I was gasping, half-choked with plaster dust, and my head hurt so badly I could hardly see. I wanted to sit down, except there was no place to sit.

Then I saw a bottle of water. My eyes reverted, fast, and strayed over the havoc until I saw it again, about fifteen feet away, half buried in a pile of trash: just a hint of a label, familiar shade of cold-case blue.

With a benumbed heaviness like moving through snow, I began to slog and weave through the debris, rubbish breaking under my feet in sharp, glacial-sounding cracks. But I had not made it very far when, out of the corner of my eye, I saw movement on the ground, conspicuous in the stillness, a stirring of white-on-white.

I stopped. Then I waded a few steps closer. It was a man, flat on his back and whitened head to toe with dust. He was so well camouflaged in the ash-powdered wreckage that it was a moment before his form came clear: chalk on chalk, struggling to sit up like a statue knocked off his pedestal. As I drew closer, I saw that he was old and very frail, with a misshapen hunchback quality; his hair—what he had—was blown straight up from his head; the side of his face was stippled with an ugly spray of burns, and his head, above one ear, was a sticky black horror.

I had made it over to where he was when—unexpectedly fast—he shot out his dust-whitened arm and grabbed my hand. In panic I started back, but he only clutched at me tighter, coughing and coughing with a sick wetness.

Where—? he seemed to be saying. Where—? He was trying to look up at me, but his head dangled heavily on his neck and his chin lolled on his chest so that he was forced to peer from under his brow at me like a vulture. But his eyes, in the ruined face, were intelligent and despairing.

—Oh, God, I said, bending to help him, wait, wait—and then I stopped, not knowing what to do. His lower half lay twisted on the ground like a pile of dirty clothes.

He braced himself with his arms, gamely it seemed, lips moving and still struggling to raise himself. He reeked of burned hair, burned wool. But the lower half of his body seemed disconnected from the upper half, and he coughed and fell back in a heap.

I looked around, trying to get my bearings, deranged from the crack on the head, with no sense of time or even if it was day or night. The grandeur and desolation of the space baffled me—the high, rare, loft of it, layered with gradations of smoke, and billowing with a tangled, tent-like effect where the ceiling (or the sky) ought to be. But though I had no idea where I was, or why, still there was a half-remembered quality about the wreckage, a cinematic charge in the glare of the emergency lamps. On the Internet I’d seen footage of a hotel blown up in the desert, where the honeycombed rooms at the moment of collapse were frozen in just such a blast of light.

Then I remembered the water.

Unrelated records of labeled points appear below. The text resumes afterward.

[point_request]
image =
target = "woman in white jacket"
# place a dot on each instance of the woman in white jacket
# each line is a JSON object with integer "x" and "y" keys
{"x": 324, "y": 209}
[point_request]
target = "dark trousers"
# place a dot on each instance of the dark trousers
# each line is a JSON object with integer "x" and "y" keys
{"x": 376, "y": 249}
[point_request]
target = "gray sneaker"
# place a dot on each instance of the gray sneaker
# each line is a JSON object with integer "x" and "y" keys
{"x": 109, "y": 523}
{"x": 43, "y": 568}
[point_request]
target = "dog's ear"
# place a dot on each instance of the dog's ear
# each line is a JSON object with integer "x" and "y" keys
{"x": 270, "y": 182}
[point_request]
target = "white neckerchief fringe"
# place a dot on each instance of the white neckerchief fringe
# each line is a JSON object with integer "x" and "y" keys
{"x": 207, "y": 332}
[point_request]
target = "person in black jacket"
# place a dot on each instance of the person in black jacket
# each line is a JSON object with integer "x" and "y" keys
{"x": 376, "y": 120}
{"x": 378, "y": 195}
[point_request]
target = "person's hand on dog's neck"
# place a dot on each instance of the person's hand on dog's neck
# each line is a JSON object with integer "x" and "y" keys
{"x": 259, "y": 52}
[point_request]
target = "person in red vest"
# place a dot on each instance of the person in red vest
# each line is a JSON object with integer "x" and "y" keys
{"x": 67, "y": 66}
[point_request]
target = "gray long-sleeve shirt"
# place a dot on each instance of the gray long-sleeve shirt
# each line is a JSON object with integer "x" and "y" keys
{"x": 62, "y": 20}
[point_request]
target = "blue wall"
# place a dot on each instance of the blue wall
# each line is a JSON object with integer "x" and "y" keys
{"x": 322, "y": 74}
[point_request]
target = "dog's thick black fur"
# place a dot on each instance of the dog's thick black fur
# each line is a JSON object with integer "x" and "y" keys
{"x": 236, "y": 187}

I stepped backwards, looking all around, until with a leap of my heart I spotted the dusty flash of blue.

—Look, I said, edging away. I’m just—

The old man was watching me with a gaze at once hopeful and hopeless, like a starved dog too weak to walk.

—No—wait. I’m coming back.

Like a drunk, I staggered through the rubbish—weaving and plowing, stepping high-kneed over objects, muddling through bricks and concrete and shoes and handbags and a whole lot of charred bits I didn’t want to see too closely.

The bottle was three quarters full and hot to the touch. But at the first swallow my throat took charge and I’d gulped more than half of it—plastic-tasting, dishwater warm—before I realized what I was doing and forced myself to cap it and put it in the bag to take back to him.

Kneeling beside him. Rocks digging into my knees. He was shivering, breaths rasping and uneven; his gaze didn’t meet mine but strayed above it, fixed fretfully on something I didn’t see.

I was fumbling for the water when he reached his hand to my face. Carefully, with his bony old flat-pad fingers, he brushed the hair from my eyes and plucked a thorn of glass from my eyebrow and then patted me on the head.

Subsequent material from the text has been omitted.